Wpadł w końcu na pewien pomysł i tak rzekł do żony:        
- Nadchodzi Boże Narodzenie, ale nie piecz placków, bo to dla nas, biedaków za drogo. 
Ledwo to dosłyszała gospodyni, a już wrzeszczy:  
- A właśnie, że zrobię, i to jeszcze ile!      
A mąż dalej udaje:  
- No, skoro już placków napieczesz, to nie rób przynajmniej pierogów.  
Żona natychmiast się sprzeciwiła:      
- A właśnie, że zrobię, i to jeszcze ile!
- Jeśli już i pierogi zrobisz – stwierdził mężczyzna. - to wódki sobie na pewno już nie kupimy.  
- A właśnie że kupimy! - burknęła gospodyni.       
- No tak – ciągnął mężczyzna nie zbity z tropu – jeśli i wódkę kupimy, to na kawę ani grosza już nam nie zostanie.     
- A właśnie, że zostanie! - wykrzyknęła kłótliwa baba.        
- Skoro już i trochę kawy kupisz, to w każdym razie nie możemy zaprosić gości. - ciągnął mąż.           
- A właśnie, że zaproszę, i to jeszcze ilu! - oburzyła się gospodyni. 
- Ha, jeżeli i gości zaprosisz, i do stołu zasiądą, to nie sadzaj mnie na honorowym miejscu.     
- A właśnie, że posadzę!             
- Jeżeli już tak zrobisz, to przynajmniej nie dawaj mi butelki z wódką do ręki. - niby to prosił mężczyzna.    
- A właśnie, że dam! - wrzasnęła baba.  
- Jeżeli i to zrobisz, to nie każ mi chociaż pić. - poprosił na koniec mężczyzna.    
- A właśnie, że będę ci kazała. - odparła baba, tak jak i poprzednio.    
W taki oto sposób udało się mężczyźnie spędzić miłe święta. Na przyjęciu były placki, pierogi, była wódka i kawa tak długo, jak długo trwały święta, a i gości zjechało wielu. 
Ale świąteczna radość trwała krótko.         
Zaraz po Gwiazdce zona stała się jeszcze kłótliwsza i jeszcze bardziej złośliwa. 
W końcu mąż, który już nawet chwili spokoju nie mógł zaznać, pomyślał:  
Dość już tego, muszę się pozbyć tej głupiej baby!     
Kiedy nadeszło lato i pora sianokosów, poszedł gospodarz na łąkę, przez którą przepływała bystra rzeka, a nad nią leżała drewniana kładka.
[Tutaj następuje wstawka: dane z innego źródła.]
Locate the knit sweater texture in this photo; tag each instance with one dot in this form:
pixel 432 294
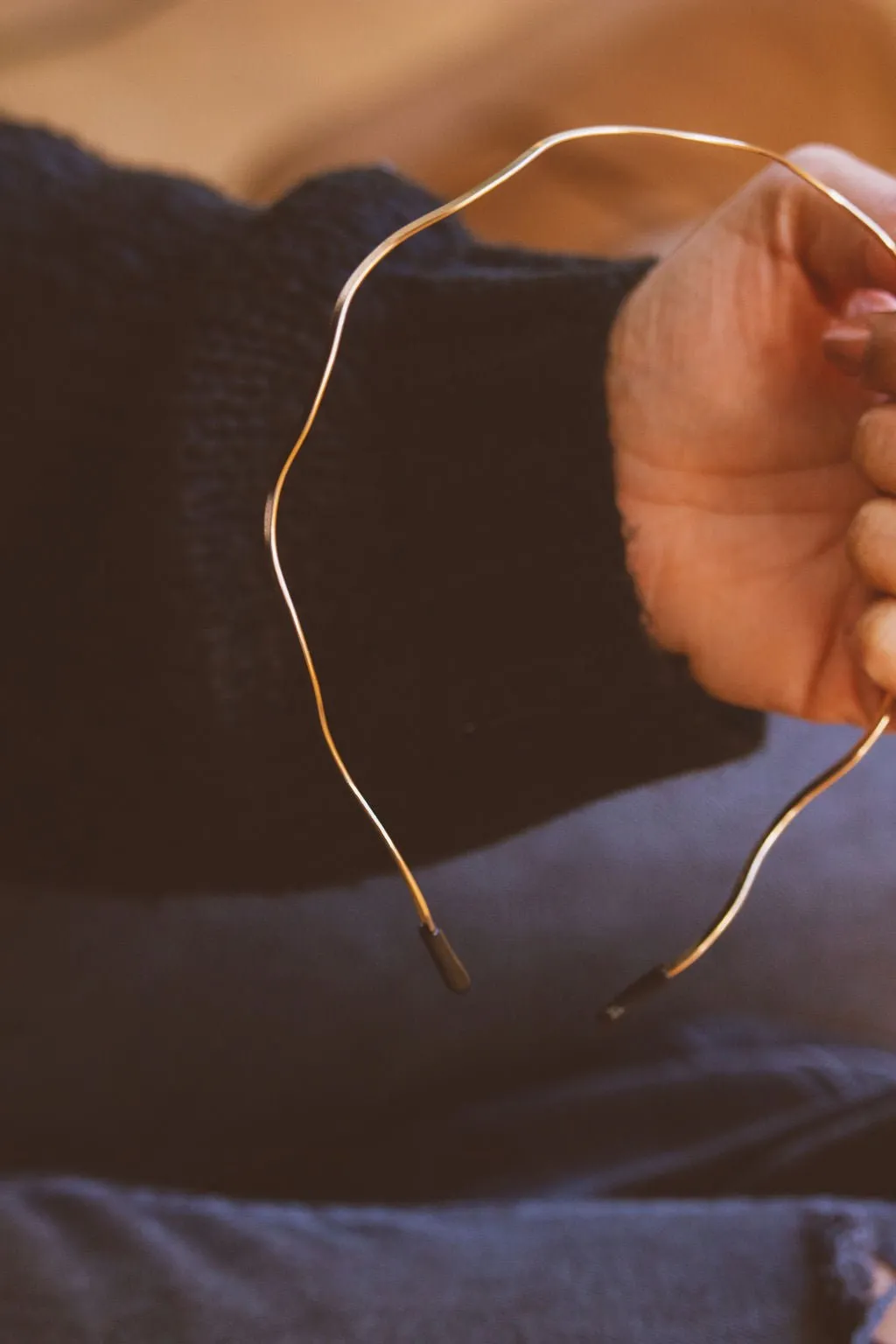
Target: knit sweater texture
pixel 449 531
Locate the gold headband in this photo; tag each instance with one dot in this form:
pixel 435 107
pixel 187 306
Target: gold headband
pixel 449 964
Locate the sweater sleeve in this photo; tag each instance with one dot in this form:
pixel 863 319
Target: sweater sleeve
pixel 449 533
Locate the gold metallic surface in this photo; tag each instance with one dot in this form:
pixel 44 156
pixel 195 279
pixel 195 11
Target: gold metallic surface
pixel 271 514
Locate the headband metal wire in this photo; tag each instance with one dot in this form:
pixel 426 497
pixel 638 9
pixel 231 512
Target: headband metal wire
pixel 446 960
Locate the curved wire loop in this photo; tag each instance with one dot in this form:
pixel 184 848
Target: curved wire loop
pixel 437 944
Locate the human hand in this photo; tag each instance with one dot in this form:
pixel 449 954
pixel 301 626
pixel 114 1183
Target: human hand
pixel 754 533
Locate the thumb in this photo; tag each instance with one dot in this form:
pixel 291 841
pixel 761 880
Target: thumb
pixel 863 344
pixel 837 253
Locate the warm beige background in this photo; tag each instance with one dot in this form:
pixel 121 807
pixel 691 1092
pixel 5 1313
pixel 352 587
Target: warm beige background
pixel 253 94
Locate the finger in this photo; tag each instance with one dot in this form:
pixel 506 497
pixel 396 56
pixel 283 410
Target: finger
pixel 836 252
pixel 864 348
pixel 872 544
pixel 876 642
pixel 875 448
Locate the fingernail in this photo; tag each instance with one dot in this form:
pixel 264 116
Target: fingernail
pixel 846 347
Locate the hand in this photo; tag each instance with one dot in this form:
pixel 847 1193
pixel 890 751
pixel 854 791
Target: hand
pixel 734 436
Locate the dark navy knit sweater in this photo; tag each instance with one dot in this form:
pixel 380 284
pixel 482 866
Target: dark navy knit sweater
pixel 449 531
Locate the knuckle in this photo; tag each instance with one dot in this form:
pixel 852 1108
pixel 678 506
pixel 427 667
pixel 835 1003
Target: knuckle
pixel 875 444
pixel 816 155
pixel 871 542
pixel 876 642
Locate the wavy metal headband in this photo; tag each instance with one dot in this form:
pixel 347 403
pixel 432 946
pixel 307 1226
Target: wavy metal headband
pixel 449 964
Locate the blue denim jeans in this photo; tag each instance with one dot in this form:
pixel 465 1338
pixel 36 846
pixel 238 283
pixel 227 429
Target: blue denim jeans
pixel 220 1121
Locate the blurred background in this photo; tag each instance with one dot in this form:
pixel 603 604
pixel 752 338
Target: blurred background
pixel 254 94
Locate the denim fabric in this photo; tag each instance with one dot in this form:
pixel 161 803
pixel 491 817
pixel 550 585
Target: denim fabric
pixel 720 1179
pixel 82 1263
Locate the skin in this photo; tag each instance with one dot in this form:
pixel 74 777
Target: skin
pixel 754 474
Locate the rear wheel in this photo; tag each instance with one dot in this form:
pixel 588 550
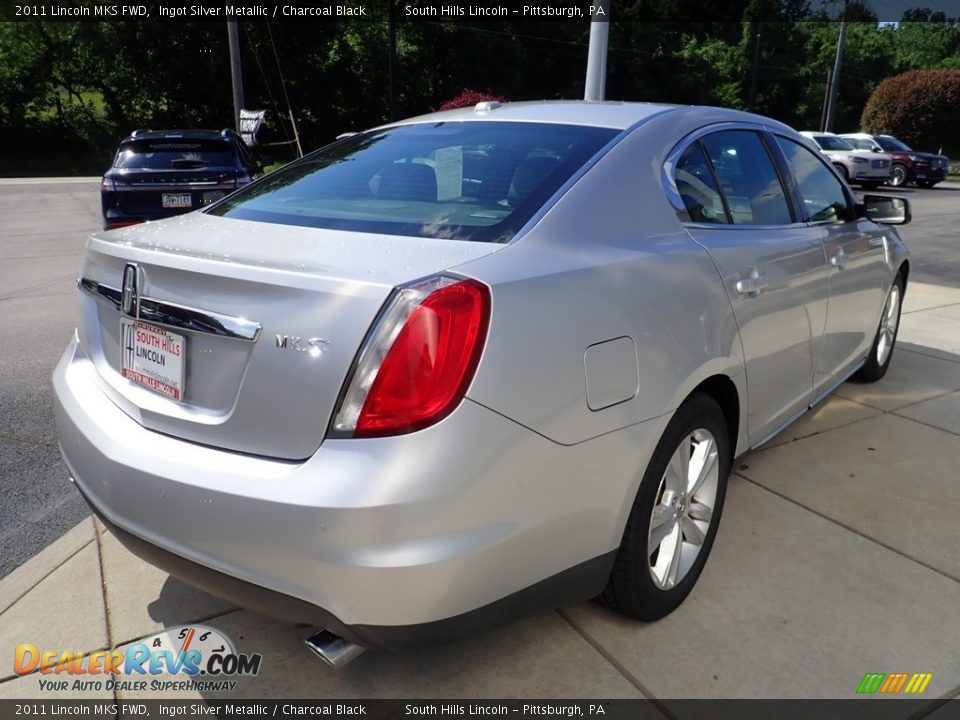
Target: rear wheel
pixel 898 175
pixel 675 515
pixel 881 351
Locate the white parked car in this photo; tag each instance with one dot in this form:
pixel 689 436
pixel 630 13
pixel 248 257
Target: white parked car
pixel 860 167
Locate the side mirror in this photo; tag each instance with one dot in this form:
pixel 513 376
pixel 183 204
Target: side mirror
pixel 886 210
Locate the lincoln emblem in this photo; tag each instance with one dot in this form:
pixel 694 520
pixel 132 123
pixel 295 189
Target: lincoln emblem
pixel 128 302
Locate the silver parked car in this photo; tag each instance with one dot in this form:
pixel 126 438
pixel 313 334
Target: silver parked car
pixel 859 167
pixel 468 365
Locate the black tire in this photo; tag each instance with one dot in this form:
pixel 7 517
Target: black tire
pixel 631 589
pixel 899 175
pixel 874 368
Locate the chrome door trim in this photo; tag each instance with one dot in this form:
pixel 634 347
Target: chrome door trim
pixel 181 317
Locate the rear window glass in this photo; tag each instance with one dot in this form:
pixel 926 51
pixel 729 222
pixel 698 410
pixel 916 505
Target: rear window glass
pixel 832 142
pixel 175 154
pixel 476 181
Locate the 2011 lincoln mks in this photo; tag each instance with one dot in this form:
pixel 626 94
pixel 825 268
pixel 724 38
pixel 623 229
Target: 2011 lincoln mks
pixel 475 363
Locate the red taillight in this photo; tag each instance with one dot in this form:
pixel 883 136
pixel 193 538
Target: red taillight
pixel 419 360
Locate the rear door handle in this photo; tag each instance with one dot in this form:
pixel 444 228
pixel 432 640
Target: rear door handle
pixel 753 284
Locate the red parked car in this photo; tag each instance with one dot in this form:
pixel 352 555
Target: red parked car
pixel 924 169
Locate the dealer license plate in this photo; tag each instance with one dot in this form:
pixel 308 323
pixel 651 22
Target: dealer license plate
pixel 177 200
pixel 153 357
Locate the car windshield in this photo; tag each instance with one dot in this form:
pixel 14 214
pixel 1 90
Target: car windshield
pixel 174 154
pixel 891 144
pixel 474 180
pixel 832 142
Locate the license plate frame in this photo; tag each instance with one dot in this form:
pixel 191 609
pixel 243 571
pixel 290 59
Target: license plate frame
pixel 153 357
pixel 176 201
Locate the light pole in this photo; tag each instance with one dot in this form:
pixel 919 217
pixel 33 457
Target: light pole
pixel 236 75
pixel 835 78
pixel 597 53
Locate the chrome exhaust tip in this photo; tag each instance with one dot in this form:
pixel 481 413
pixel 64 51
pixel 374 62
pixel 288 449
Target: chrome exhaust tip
pixel 333 649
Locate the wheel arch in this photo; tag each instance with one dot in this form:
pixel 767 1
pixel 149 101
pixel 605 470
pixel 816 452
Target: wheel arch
pixel 727 395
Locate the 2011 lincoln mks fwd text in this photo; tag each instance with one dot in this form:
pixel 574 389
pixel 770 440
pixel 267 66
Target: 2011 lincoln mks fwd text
pixel 468 365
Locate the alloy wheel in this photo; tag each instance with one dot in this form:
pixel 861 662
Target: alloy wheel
pixel 888 325
pixel 683 509
pixel 898 176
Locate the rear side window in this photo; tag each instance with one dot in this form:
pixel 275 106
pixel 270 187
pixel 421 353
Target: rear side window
pixel 175 154
pixel 823 197
pixel 476 181
pixel 698 188
pixel 747 177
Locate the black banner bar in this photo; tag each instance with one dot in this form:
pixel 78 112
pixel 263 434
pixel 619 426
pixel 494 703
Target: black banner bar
pixel 855 709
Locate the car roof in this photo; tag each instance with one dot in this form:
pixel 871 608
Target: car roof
pixel 609 114
pixel 179 135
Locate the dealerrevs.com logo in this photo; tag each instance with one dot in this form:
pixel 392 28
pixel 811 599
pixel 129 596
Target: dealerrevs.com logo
pixel 198 658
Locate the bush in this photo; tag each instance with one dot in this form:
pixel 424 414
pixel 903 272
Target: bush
pixel 469 98
pixel 920 107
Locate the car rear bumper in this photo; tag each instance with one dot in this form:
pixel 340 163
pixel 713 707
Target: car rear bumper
pixel 871 174
pixel 389 541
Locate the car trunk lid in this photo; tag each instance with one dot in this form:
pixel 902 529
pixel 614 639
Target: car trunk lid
pixel 271 318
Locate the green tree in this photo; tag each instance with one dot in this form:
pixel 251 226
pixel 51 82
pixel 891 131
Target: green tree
pixel 920 107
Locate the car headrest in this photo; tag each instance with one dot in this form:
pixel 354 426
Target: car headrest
pixel 408 181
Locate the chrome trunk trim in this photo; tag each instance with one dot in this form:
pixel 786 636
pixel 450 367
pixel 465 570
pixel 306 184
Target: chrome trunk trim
pixel 181 317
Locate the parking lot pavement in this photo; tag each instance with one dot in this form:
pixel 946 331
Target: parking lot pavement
pixel 835 557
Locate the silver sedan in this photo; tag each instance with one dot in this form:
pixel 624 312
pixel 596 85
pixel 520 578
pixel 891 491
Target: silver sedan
pixel 457 368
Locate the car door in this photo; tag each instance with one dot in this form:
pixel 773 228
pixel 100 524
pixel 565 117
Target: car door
pixel 772 266
pixel 857 276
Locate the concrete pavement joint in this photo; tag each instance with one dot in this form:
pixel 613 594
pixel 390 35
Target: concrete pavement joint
pixel 921 422
pixel 616 664
pixel 103 587
pixel 854 530
pixel 935 357
pixel 8 678
pixel 106 605
pixel 935 307
pixel 39 286
pixel 53 570
pixel 768 446
pixel 935 705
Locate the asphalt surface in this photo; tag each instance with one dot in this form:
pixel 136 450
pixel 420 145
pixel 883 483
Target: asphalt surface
pixel 44 226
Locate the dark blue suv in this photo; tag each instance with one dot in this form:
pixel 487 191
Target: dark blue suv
pixel 160 173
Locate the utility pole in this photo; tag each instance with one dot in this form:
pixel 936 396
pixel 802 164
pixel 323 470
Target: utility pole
pixel 826 101
pixel 392 61
pixel 236 75
pixel 597 53
pixel 756 67
pixel 837 65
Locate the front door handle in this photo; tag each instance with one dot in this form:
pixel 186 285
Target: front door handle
pixel 753 284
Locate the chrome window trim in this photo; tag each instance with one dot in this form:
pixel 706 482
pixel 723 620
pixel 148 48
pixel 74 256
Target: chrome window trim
pixel 180 317
pixel 669 167
pixel 550 202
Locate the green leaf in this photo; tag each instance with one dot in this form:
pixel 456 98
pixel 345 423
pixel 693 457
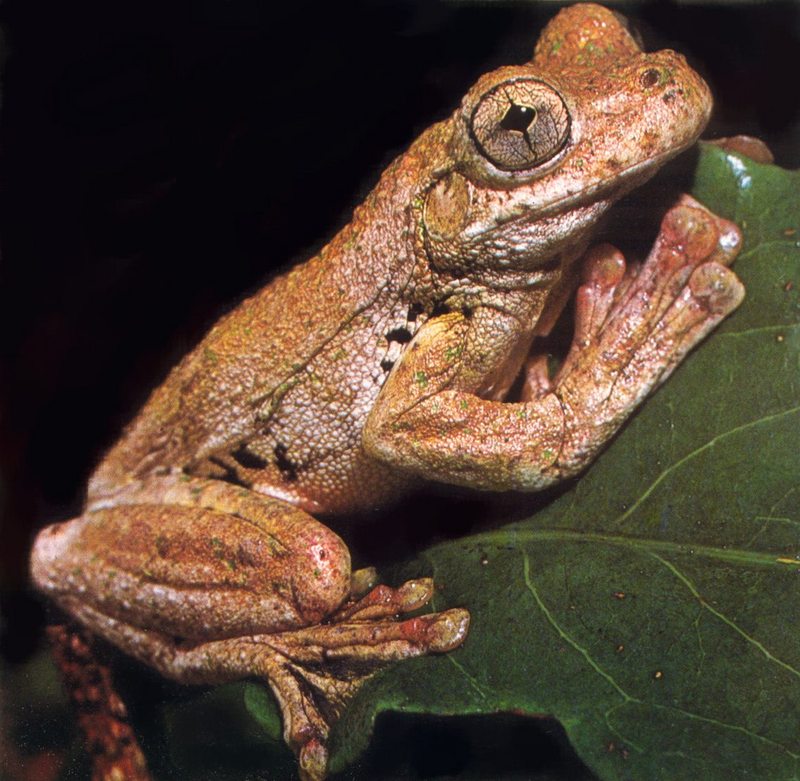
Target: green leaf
pixel 653 609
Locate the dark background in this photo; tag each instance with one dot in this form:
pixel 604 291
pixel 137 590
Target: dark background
pixel 161 159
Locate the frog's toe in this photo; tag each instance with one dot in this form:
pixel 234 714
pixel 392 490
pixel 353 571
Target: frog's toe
pixel 384 601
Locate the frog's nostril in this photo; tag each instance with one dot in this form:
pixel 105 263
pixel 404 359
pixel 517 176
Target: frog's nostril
pixel 649 78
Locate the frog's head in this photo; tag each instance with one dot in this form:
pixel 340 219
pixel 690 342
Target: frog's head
pixel 538 152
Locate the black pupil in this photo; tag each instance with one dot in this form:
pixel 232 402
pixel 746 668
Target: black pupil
pixel 518 118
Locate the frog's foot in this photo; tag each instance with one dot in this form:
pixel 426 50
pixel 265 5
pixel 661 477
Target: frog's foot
pixel 634 326
pixel 313 672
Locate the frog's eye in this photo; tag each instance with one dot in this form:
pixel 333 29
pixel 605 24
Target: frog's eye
pixel 520 124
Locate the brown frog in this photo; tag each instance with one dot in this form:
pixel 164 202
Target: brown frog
pixel 385 361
Naciął mostek siekierą tak,że ledwo mógł utrzymać dorosłego mężczyznę.    
Wrócił do domu i rzekł do żony:   
- Mamy wspaniałą pogodę, pójdźmy na łąkę kosić.      
Ruszyli, a kiedy dotarli do rzeki, mężczyzna pierwszy wszedł na kładkę i ostrożnie przeszedł na drugą stronę. Lecz z drugiego brzegu ostrzegł żonę:             
- Przechodź ostrożnie i powoli, i nie skacz, bo wydaje mi się, że kładka jest już słaba i mocno nadgniła.      
- A właśnie, że będę skakać! - krzyknęła baba i z całej siły tupnęła nogą.
W tej samej chwili kładka złamała się, a kłótliwa baba wpadła do rzeki, która uniosła ją ze sobą. 
Rzucił się zaraz mężczyzna w pogoń wzdłuż brzegu, ale pod prąd rzeki, żeby to niby szukać żony. Zauważyli go wtedy inni kosiarze, którzy akurat pracowali na łące i zapytali:           
- Czego szukasz? 
- Swojej żony jedynej, mojej kochanej – odparł mężczyzna – Kładka się pod nią zerwała i żonka wpadła do rzeki – dodał jeszcze.           
- Czego więc, głuptasie tutaj szukasz? - zapytali kosiarze. - Jeżeli wpadła do rzeki, to przecież z prądem płynie!     
- Tak wam się tylko wydaje – odparł mężczyzna – Moja żona całe życie się sprzeciwiała, to i pewnie po śmierci pod prąd płynie.       
Słysząc to, kosiarze pokiwali tylko głowami i pomyśleli:
Pewnie lepiej będzie dla ciebie, chłopie, jeśli już swojej baby nie znajdziesz. 
 
 
 
 
 

 
 
 
 
 
 
 
 
 
 
 
 
 
 
 
 
 
 
 
 
 
 
 
 

1 komentarz:

  1. Coś w tym jest... Jeśli człowiek sprzeciwia się wszystkiemu, co mu daje natura, co w końcu i natura sprzeciwi się jemu.

    Maxuka

    OdpowiedzUsuń

* Każdy Twój komentarz jest dla mnie wsparciem i motywacją. Każdy Twój komentarz uświadamia mnie w przekonaniu, że to, co robię, nie schodzi na manowce :)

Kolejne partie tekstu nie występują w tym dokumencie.